It was natural that princes, who, for a time, were blinded by the representations of the Dais, and the attractions of the Ismailitic secret doctrine, should have hastened, as friends, to their arms, but should afterwards snatch themselves away, dreading lest the embrace, like that of the Spanish maiden, should be but a form of execution, under which murdering daggers lay concealed. Thus, the Sultan Sandjar, and Itsis, shah of Khowaresm, who were both at first reckoned among the friends and partisans of the order, became their open foes; and we have seen that, at Aleppo, they enjoyed, during the reign of Riswan, the most powerful influence; but, under his son, were extirpated with the sword. Such was their fate also at Damascus; where, during the reign of Busi, they found a powerful protector in the vizier Tahir, the son of Saad of Masdeghan. The Persian Assassin, Behram of Astrabad, who commenced his operations with the murder of his uncle, gained over the vizier, who gave him the castle of Banias, as Riswan had given the more inland fortress, Sarmin, to the nephew of Hassan Sabah.[100] Banias, the ancient Balanea, signifying the old city seated in the little bay, gave its name to the castle newly erected in A. D. 1162; A. H. 454. It is a farsang, or four thousand paces, distant from the sea, in a fertile, well-watered plain; where, in former times, more than a hundred thousand buffaloes found pasture.[101] The valley, into which numerous rivulets fall, is called Wady ol Jinn (the valley of demons), a place whose very name rendered it worthy of being a settlement of Assassins. From this place,[102] they became masters of the surrounding castles and towns; and Banias became the centre of their power in Syria, until they transferred it, twelve years afterwards, to Massiat.

Behram had long prosecuted the designs of the order at Aleppo and Damascus, where he was recognised and favoured as Dai, by the princes Ilghasi and Togteghin. When, by the possession of Banias, he had obtained a firm footing in Syria, the power and insolence of the Assassins attained its height. From all sides they hastened to the new point of union, and princes did not venture to protect any one against them. The jurists and theologians, more particularly the Soonnites, those universal victims, were struck dumb with fear of them, and of the disfavour of the princes.

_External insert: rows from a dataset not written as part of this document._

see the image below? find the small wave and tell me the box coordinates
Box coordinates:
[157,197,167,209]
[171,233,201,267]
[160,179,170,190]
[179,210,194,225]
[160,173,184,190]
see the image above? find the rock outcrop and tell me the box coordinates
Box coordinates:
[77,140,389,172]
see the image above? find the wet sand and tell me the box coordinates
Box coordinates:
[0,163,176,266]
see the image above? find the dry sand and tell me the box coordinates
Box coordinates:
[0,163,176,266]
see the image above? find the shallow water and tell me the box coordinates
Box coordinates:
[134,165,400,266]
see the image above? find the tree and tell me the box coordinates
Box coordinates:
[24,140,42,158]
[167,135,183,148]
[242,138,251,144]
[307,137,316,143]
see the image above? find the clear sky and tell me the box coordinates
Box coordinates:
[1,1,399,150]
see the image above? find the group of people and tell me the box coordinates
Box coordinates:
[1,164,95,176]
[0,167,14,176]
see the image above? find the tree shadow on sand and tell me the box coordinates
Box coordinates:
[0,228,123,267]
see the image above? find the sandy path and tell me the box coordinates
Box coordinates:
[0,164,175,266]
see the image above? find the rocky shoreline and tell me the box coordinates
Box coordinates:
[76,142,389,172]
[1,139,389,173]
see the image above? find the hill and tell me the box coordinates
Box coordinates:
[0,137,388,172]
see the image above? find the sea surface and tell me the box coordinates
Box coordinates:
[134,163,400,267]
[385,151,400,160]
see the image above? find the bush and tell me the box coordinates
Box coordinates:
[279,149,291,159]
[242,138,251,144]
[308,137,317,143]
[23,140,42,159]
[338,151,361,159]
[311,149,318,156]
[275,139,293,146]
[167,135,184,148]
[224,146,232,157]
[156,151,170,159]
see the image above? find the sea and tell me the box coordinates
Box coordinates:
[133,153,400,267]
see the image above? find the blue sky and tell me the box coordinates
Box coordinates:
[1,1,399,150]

Behram did not fall by their vengeance, but by that of the inhabitants of the valley of Taim, an appendage to the district of Baalbek, and inhabited by a mixture of Nossairis, Druses, and Magians. Their brave leader, Dohak, burned to revenge the death of his brother Barak, the son of Jendel, who had been slain by the Assassins, by command of Behram; he united, for this purpose, the warriors of his native vale, with succours from Damascus, and the surrounding towns. Behram hoped to surprise them defenceless, at the head of his Ismailites; he, however, fell into their hands, and was instantly cut in pieces. His head and hands were brought to Egypt, where the khalif presented the bearer with a rich habit, and had them carried about in triumph in Cairo and Fostath. The Ismailis who escaped, fled from the valley of Taim, to Banias, where Behram, prior to the expedition, had committed the command to Ismail, the Persian. The vizier Masdeghani entered into friendly alliance with him, as with his predecessor. Ismail sent to Damascus, one of his creatures, Abulwefa, literally, Father of Fidelity, but, in reality, the model of perfidiousness.[103] By his intrigues, he succeeded in obtaining, not only the office of Dailkebir, or prior of the Ismailites, but also that of Hakem, or chief judge of the district.